Note that we are in the metaslab_group_alloc_normal() routine, attempting to allocate blocks in the ZFS pool to which to write. Most of the time we are either sitting on the mutex waiting, or doing work in space_map_load() where we reconstitute the in-memory representation (AVL-based range tree) of the on-disk space map for some metaslab or other.

Comment by Joshua M. Clulow
Created at 2018-08-20T18:08:02.759Z
The storage pool in server MSB05760 has three raidz2 vdevs, each with 160 metaslabs. When I was looking at the server, it appeared that around half of the metaslabs were loaded. With mdb -k you can get a census of loaded vs unloaded slabs:

    > ::walk spa | ::print spa_t spa_normal_class->mc_rotor | ::list metaslab_group_t mg_next | ::print -ta metaslab_group_t mg_metaslab_tree | ::walk avl | ::print metaslab_t ms_loaded ! sort | uniq -c | sort -n
     216 ms_loaded = 0 (0)
     264 ms_loaded = 0x1 (B_TRUE)

(Note that spa_normal_class is all non-slog vdevs in the pool.)

There are a number of heuristic thresholds for metaslab and pool capacity which can change the way the allocator works.
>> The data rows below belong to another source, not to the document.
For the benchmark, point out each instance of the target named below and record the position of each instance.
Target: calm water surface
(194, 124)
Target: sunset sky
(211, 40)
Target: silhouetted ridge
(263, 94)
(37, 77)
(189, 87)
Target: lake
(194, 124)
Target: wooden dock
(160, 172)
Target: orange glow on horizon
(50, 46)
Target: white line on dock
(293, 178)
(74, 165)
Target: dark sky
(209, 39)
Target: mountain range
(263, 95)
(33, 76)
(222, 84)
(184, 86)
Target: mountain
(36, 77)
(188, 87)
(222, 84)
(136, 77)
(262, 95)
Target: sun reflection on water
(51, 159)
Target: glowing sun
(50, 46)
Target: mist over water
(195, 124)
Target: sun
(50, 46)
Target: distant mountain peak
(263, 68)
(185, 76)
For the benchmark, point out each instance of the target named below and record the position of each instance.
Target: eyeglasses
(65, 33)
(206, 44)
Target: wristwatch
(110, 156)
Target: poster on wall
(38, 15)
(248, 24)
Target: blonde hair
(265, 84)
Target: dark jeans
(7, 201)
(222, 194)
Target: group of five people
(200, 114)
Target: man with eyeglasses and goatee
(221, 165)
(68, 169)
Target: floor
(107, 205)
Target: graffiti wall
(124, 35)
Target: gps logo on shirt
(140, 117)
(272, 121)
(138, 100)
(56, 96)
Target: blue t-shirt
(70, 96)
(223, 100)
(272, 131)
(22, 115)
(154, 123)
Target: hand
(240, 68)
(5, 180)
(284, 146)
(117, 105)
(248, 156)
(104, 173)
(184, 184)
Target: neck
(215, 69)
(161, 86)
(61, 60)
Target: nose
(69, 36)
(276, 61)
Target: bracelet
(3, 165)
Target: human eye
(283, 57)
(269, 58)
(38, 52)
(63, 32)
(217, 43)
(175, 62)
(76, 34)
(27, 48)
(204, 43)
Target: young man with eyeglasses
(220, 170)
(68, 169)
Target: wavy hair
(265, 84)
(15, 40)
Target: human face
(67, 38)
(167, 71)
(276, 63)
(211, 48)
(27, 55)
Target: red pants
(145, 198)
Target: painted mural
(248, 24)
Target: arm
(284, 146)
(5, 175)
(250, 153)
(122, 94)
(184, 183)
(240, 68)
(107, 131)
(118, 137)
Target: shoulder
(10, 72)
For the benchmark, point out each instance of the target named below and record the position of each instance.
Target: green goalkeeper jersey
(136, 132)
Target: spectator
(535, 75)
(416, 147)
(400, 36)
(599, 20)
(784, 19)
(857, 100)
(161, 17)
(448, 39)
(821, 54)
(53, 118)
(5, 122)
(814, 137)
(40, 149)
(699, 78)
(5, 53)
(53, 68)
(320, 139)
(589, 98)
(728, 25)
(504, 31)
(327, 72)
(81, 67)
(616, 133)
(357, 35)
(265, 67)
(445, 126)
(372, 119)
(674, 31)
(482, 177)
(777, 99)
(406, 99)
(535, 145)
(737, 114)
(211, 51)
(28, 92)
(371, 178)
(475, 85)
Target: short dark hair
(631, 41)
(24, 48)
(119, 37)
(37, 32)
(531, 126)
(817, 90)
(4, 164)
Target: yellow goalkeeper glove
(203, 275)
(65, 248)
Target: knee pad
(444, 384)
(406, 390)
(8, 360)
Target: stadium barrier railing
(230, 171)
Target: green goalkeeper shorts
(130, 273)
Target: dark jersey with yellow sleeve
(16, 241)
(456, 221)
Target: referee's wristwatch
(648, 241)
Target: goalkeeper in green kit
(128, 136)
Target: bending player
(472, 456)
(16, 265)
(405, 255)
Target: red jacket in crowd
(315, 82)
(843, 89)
Looking at the pool with zdb -mmm zones, it seems that most of the metaslabs have:

156KB is still bigger than metaslab_df_alloc_threshold (128KB), below which we apparently use a more aggressive (pesimal?) allocation strategy. 10% is bigger than metaslab_df_free_pct (4%), below which we will switch from first-fit to best-fit.

Comment by Joshua M. Clulow
Created at 2018-08-20T18:17:08.402Z
I did a quick survey of machines that had very little data in their ZFS pools, and even under some write load those pools had only a handful (e.g., 3-6) metaslabs loaded at any particular time.

We can trace load/unload activity with this D script:
#!/usr/sbin/dtrace -qCs

#define NOW     ((walltimestamp - START) / 1000000)

BEGIN
{
        START = walltimestamp;
}

fbt::metaslab_load:entry
{
        self->ts = timestamp;
        self->ms_id = args[0]->ms_id;
        self->vd_id = args[0]->ms_group->mg_vd->vdev_id;

        printf("%8u E   load vd %4u ms %4u\n", NOW, self->vd_id,
            self->ms_id);
}

fbt::metaslab_load:return
/self->ts/
{
        this->d = (timestamp - self->ts) / 1000000; /* milliseconds */

        printf("%8u R   load vd %4u ms %4u dur %u\n", NOW, self->vd_id,
            self->ms_id, this->d);

        self->ts = 0;
        self->ms_id = 0;
        self->vd_id = 0;
}

fbt::metaslab_unload:entry
{
        self->ts = timestamp;
        self->ms_id = args[0]->ms_id;
        self->vd_id = args[0]->ms_group->mg_vd->vdev_id;

        printf("%8u E unload vd %4u ms %4u\n", NOW, self->vd_id,
            self->ms_id);
}

fbt::metaslab_unload:return
/self->ts/
{
        this->d = (timestamp - self->ts) / 1000000; /* milliseconds */

        printf("%8u R unload vd %4u ms %4u dur %u\n", NOW, self->vd_id,
            self->ms_id, this->d);

        self->ts = 0;
        self->ms_id = 0;
        self->vd_id = 0;
}

fbt::spa_sync:entry
{
        printf("%8u E   sync ---- txg %u\n", NOW, args[1]);

        self->spa_ts = timestamp;
        self->txg = args[1];
}

fbt::spa_sync:return
/self->spa_ts/
{
        this->d = (timestamp - self->spa_ts) / 1000000; /* milliseconds */

        printf("%8u R   sync ---- txg %u dur %u\n", NOW, self->txg, this->d);

        self->spa_ts = 0;
        self->txg = 0;
}
When we are experiencing this performance problem, there are some set of metaslabs that are being loaded and unloaded constantly. It helps to add the SPA sync entry/exit and duration, because much of the unloading happens during the flush for reasons such as the passing of metaslab_unload_delay transaction groups without allocating from a particular metaslab.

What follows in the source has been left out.